Here is a countdown of the 20 best nicknames in Orioles history, and why they came into existence:
20. “Dr. Poo Poo” (Stevie Wilkerson)
… Because the rookie utility man became known in 2019 for floating mid-50 mph lob balls to the plate during a string of successful mop-up pitching appearances.
19. “Groove” (Don Baylor)
… Because the sweet-swinging Baylor, who began his career in Baltimore from 1970-75, could get into one now and again at the plate.
18. “Flaky" (Jackie Brandt)
… Because the Orioles’ enigmatic center fielder of the early '60s was known as much for his oddball personality as for his play.
17. “Moose” (Mike Mussina)
… Because there is only one Moose in Cooperstown.
16. “Little Louie” (Luis Aparicio)
… Because the Hall of Fame shortstop made the most of his shorter stature. And because it rolls off the tongue.
15. “Otter” (Gregg Olson)
… Because of his body shape and because the All-Star closer wasn’t a natural in the batter’s box, where teammates chided him for hitting like an otter out of water.
14. “Brother Low” (John Lowenstein)
… Because the popular outfielder’s clutch hitting and goofy personality made fans feel like he was part of their family.
13. “Crush" (Chris Davis)
… Because once upon a time, few were better at crushing home runs.
12. “El Presidente” (Dennis Martinez)
… Because the standout righty was such a sensation in his home country of Nicaragua that he considered a run for president.

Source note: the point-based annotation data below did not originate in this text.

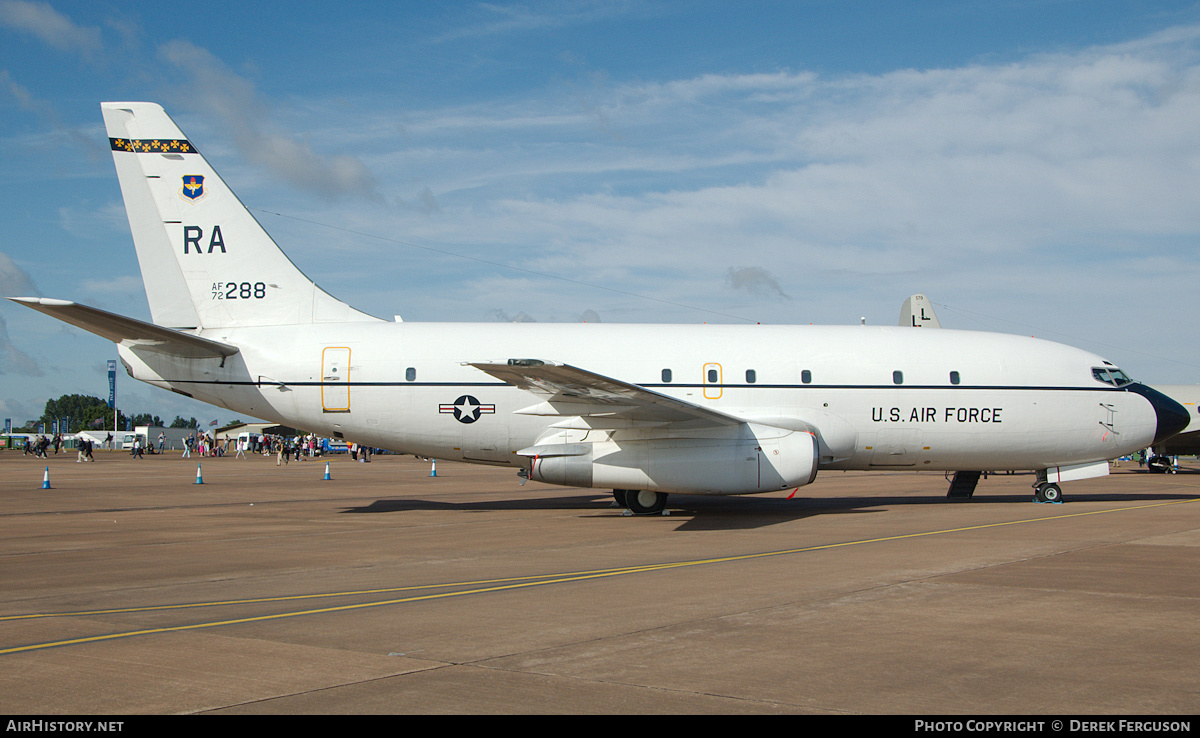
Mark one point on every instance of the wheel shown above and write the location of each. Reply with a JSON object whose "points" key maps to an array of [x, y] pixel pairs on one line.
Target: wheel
{"points": [[643, 502], [1049, 492]]}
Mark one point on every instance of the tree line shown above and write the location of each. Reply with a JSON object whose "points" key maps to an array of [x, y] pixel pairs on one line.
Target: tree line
{"points": [[88, 413]]}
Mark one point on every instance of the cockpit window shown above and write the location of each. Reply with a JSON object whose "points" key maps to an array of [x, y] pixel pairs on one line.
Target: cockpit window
{"points": [[1110, 375]]}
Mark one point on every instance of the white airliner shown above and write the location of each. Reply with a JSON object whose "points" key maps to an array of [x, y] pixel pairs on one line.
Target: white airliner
{"points": [[640, 409]]}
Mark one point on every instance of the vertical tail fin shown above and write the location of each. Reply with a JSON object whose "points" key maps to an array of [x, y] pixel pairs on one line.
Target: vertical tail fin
{"points": [[918, 312], [205, 261]]}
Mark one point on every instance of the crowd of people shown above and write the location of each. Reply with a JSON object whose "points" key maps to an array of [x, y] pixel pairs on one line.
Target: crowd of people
{"points": [[283, 448]]}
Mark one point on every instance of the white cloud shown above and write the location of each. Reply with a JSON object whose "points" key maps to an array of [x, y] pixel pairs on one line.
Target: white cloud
{"points": [[244, 117]]}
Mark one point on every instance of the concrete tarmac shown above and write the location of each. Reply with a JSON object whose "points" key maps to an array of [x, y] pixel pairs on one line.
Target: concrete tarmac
{"points": [[127, 588]]}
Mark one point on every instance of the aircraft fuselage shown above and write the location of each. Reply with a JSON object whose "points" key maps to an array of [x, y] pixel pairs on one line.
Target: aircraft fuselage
{"points": [[877, 397]]}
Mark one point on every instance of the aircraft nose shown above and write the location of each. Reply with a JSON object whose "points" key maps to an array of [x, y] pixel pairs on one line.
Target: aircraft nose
{"points": [[1171, 415]]}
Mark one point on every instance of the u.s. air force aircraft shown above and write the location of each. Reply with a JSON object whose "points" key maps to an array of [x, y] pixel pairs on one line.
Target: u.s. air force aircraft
{"points": [[640, 409]]}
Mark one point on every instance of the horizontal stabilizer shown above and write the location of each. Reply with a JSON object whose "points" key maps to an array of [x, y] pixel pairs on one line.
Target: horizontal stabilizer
{"points": [[129, 331], [573, 391]]}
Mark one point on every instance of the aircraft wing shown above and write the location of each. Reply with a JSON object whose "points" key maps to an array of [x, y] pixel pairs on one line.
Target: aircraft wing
{"points": [[129, 331], [570, 391]]}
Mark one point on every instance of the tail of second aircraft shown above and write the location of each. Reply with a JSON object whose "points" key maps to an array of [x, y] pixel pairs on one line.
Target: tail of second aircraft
{"points": [[205, 261]]}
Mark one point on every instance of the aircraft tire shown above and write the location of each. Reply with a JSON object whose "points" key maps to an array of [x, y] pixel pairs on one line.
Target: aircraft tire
{"points": [[643, 502], [1048, 492]]}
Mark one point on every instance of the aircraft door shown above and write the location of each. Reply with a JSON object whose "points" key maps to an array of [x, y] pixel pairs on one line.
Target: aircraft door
{"points": [[335, 379], [712, 381]]}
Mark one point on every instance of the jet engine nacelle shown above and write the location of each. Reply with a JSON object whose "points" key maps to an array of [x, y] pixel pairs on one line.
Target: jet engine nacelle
{"points": [[754, 459]]}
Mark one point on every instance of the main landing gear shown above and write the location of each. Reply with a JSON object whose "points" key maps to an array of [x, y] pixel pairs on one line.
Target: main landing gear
{"points": [[1047, 491], [641, 502]]}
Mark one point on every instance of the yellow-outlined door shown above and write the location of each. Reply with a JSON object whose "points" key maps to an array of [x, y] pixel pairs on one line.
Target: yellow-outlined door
{"points": [[335, 379], [712, 381]]}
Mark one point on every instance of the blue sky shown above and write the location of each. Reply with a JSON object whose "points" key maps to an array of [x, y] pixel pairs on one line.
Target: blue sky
{"points": [[1031, 166]]}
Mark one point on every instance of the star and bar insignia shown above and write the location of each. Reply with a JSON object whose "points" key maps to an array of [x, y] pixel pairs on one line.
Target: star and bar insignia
{"points": [[467, 409]]}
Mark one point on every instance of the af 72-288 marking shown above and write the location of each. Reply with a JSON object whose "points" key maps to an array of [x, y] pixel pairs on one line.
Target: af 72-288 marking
{"points": [[641, 409]]}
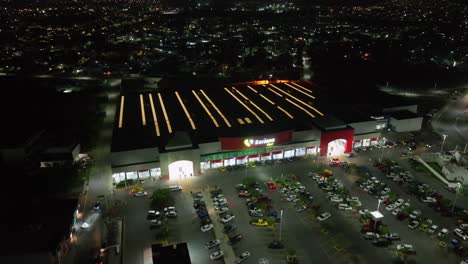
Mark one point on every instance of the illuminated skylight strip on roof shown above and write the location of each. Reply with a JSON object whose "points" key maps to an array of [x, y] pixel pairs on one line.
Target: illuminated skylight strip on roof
{"points": [[142, 107], [155, 119], [252, 89], [186, 112], [169, 127], [206, 109], [244, 105], [286, 112], [122, 100], [300, 86], [216, 108], [266, 98], [300, 107], [256, 106], [300, 91], [275, 92], [297, 99]]}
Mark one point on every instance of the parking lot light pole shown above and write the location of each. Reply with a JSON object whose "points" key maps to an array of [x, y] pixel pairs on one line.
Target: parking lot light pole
{"points": [[456, 196], [281, 223], [443, 142]]}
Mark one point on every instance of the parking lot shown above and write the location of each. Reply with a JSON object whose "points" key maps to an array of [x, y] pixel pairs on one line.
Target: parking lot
{"points": [[338, 241]]}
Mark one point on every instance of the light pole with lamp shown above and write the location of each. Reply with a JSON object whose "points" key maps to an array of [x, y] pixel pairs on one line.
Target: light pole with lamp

11. “Prince of Pranks” (Moe Drabowsky)
… Because the 1966 World Series hero was also known as a world-class practical jokester.
10. “Full Pack/Stan the Man Unusual” (Don Stanhouse)

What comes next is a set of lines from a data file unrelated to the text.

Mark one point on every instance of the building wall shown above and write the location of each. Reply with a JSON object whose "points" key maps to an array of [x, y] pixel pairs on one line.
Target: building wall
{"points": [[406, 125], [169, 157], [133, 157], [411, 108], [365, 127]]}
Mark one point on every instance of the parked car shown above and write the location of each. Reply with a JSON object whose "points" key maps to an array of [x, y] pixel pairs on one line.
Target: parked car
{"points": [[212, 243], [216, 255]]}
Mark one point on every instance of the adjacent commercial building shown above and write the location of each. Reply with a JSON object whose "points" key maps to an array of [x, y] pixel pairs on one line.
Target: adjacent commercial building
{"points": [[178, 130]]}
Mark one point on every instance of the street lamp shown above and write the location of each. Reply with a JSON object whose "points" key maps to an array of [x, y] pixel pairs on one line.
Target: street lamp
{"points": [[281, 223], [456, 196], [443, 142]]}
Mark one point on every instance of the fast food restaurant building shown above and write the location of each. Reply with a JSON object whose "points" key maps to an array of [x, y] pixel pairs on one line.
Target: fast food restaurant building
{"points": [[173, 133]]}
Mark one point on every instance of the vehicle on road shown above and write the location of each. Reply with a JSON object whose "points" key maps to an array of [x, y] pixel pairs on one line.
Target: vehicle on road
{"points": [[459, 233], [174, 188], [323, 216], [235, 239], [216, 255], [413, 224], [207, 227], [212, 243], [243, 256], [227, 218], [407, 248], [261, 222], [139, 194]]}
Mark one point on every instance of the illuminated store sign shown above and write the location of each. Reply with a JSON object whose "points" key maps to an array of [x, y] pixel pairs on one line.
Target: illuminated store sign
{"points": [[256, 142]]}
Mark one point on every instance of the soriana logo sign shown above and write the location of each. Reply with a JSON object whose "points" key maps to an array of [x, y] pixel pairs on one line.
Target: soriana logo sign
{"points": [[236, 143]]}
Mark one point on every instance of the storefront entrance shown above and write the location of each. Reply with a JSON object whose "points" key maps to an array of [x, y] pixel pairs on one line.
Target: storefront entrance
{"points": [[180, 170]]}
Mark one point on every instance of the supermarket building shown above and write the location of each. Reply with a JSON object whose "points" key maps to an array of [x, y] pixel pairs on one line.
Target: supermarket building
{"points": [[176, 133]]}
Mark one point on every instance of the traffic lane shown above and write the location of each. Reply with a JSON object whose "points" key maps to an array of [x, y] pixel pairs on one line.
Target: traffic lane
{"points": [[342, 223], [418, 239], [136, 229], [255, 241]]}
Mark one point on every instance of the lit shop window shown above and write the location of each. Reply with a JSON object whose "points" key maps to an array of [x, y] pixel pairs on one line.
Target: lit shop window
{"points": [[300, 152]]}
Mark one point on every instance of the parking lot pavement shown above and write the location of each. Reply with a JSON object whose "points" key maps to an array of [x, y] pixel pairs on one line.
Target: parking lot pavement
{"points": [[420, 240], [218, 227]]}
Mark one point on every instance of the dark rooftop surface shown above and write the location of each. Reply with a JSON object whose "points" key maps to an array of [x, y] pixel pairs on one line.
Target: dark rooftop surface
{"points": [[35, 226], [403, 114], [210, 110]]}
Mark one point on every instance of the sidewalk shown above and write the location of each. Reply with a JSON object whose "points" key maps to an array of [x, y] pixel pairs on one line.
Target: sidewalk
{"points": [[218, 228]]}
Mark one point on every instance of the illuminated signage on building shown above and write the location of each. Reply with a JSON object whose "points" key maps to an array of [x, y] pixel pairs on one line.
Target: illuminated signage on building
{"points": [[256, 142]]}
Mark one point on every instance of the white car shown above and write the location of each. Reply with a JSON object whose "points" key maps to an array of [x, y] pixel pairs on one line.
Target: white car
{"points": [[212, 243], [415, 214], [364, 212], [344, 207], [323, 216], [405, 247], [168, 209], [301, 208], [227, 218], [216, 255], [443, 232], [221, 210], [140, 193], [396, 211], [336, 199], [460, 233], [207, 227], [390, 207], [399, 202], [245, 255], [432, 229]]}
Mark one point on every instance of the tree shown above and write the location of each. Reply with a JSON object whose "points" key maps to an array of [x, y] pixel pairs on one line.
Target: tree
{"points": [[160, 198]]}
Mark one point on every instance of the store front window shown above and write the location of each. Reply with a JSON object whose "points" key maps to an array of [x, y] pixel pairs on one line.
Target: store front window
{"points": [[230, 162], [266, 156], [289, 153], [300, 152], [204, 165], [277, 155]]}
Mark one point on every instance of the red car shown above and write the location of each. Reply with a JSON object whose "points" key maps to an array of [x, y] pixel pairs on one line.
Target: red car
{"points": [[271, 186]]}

… Because Stanhouse never made things easy as the Orioles’ All-Star closer of the late '70s, forcing manager Earl Weaver into nightly, ninth-inning chain-smoking sessions.

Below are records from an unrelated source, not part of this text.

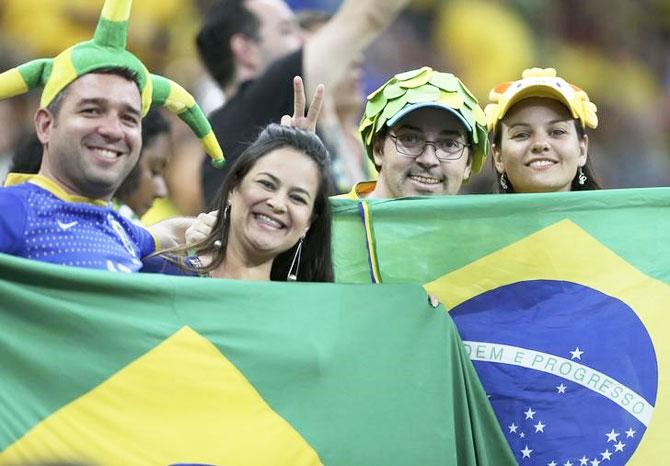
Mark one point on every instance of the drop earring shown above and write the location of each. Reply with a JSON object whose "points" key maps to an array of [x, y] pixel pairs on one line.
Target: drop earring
{"points": [[292, 277], [503, 181], [226, 212], [581, 176]]}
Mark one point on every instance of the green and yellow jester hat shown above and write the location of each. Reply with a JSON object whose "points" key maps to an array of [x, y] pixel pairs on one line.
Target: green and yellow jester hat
{"points": [[107, 50], [540, 82], [422, 88]]}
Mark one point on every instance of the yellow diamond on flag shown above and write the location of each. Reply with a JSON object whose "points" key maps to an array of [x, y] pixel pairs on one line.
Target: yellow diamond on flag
{"points": [[182, 402]]}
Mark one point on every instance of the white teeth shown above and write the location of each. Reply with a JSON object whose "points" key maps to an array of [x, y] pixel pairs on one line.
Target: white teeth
{"points": [[269, 221], [107, 154], [424, 179], [540, 163]]}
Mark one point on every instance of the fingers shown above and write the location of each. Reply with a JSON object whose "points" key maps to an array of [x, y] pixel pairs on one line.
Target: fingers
{"points": [[298, 98], [315, 107], [432, 299]]}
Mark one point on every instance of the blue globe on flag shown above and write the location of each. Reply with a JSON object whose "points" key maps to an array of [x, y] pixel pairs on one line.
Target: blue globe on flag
{"points": [[570, 372]]}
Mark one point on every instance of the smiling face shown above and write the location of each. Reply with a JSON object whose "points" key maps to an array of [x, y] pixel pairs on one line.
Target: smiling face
{"points": [[540, 149], [425, 175], [272, 206], [95, 138]]}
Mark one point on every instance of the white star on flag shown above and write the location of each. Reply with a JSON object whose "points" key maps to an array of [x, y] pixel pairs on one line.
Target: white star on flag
{"points": [[576, 354], [612, 436]]}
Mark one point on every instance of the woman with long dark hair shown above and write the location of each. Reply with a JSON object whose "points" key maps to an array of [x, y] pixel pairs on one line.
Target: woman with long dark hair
{"points": [[273, 218], [538, 124]]}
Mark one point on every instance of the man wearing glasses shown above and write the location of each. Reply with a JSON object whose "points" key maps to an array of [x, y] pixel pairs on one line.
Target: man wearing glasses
{"points": [[425, 133]]}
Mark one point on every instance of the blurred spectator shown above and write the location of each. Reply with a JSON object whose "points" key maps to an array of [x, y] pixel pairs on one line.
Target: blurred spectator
{"points": [[145, 183], [239, 60]]}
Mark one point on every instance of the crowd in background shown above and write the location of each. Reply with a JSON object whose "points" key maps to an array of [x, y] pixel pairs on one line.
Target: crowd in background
{"points": [[616, 50]]}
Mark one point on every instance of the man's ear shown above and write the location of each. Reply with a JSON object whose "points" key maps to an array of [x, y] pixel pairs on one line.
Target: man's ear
{"points": [[244, 50], [467, 171], [378, 152], [497, 158], [44, 121]]}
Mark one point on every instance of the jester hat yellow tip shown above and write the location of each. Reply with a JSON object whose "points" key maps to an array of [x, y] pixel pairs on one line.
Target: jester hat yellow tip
{"points": [[107, 50]]}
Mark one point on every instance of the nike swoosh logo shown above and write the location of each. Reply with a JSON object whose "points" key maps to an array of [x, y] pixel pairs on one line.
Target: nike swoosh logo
{"points": [[66, 226]]}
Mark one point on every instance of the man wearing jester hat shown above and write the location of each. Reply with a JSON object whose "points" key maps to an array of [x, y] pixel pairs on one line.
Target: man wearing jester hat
{"points": [[89, 123], [425, 133]]}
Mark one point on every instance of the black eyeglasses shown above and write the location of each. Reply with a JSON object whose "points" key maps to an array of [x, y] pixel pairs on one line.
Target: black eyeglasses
{"points": [[413, 145]]}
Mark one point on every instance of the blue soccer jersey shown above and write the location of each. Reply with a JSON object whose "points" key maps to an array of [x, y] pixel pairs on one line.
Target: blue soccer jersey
{"points": [[39, 221]]}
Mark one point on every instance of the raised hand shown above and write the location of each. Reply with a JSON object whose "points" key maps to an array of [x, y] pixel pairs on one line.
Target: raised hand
{"points": [[299, 120]]}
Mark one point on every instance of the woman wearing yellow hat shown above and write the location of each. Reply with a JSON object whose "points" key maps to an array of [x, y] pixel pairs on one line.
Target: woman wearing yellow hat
{"points": [[539, 139]]}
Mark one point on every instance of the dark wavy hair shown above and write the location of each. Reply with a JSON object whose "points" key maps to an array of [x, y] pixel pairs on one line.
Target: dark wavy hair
{"points": [[316, 263], [590, 184], [224, 19], [154, 124]]}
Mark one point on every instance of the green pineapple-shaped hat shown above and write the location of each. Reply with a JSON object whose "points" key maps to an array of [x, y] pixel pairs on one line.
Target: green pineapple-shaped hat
{"points": [[415, 89], [107, 50]]}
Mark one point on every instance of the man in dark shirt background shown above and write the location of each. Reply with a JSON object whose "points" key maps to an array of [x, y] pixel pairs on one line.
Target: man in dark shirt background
{"points": [[254, 48]]}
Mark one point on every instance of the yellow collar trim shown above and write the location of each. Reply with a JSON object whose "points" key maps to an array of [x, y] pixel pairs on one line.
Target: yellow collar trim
{"points": [[51, 186]]}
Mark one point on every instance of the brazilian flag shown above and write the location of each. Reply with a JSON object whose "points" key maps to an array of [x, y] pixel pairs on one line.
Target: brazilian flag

9. The Judge (Frank Robinson)
… Because nobody questioned the two-time Most Valuable Player Award winner -- his word was law both on the field and in the clubhouse kangaroo court.
8. “Cakes” (Jim Palmer)
… Because Palmer realized during the 1966 World Series that whenever he ate pancakes before a game the Orioles won. He kept eating them, and won a lot.
7. “Crazy Horse” (Mike Cuellar)
… Because few were more superstitious than the 1969 American League Cy Young Award winner, who always sat on the same spot on the bench, refused to sign autographs on days he pitched and adhered to several other eccentricities.
6. The Blade (Mark Belanger)
… Because of the eight-time All-Star’s angular build, and because he could pick everything at shortstop.
5. The Earl of Baltimore (Earl Weaver)
… Because when you win in Baltimore, you become royalty. And nobody won more than Weaver.
4. Steady Eddie (Eddie Murray)
… Because few were more consistent, and because it rhymes so perfectly. (For alliteration aficionados, see also: “Everyday Eddie”).
3. “Iron Man" (Cal Ripken)
… Because he broke baseball’s most unbreakable record, and will probably own it forever.
2. “Human Vacuum Cleaner” (Brooks Robinson)
… Because nothing got past the greatest defensive third baseman of all time (see also: “Hoover” and “Brooksie”).
1. Boog (John Powell)
… Because in his six-plus decades connected to the Orioles, nobody has ever called Powell by his given name “John.” Whether he is being summoned by a lone fan on Eutaw Street or cheered by a crowd, he is simply “Boog.”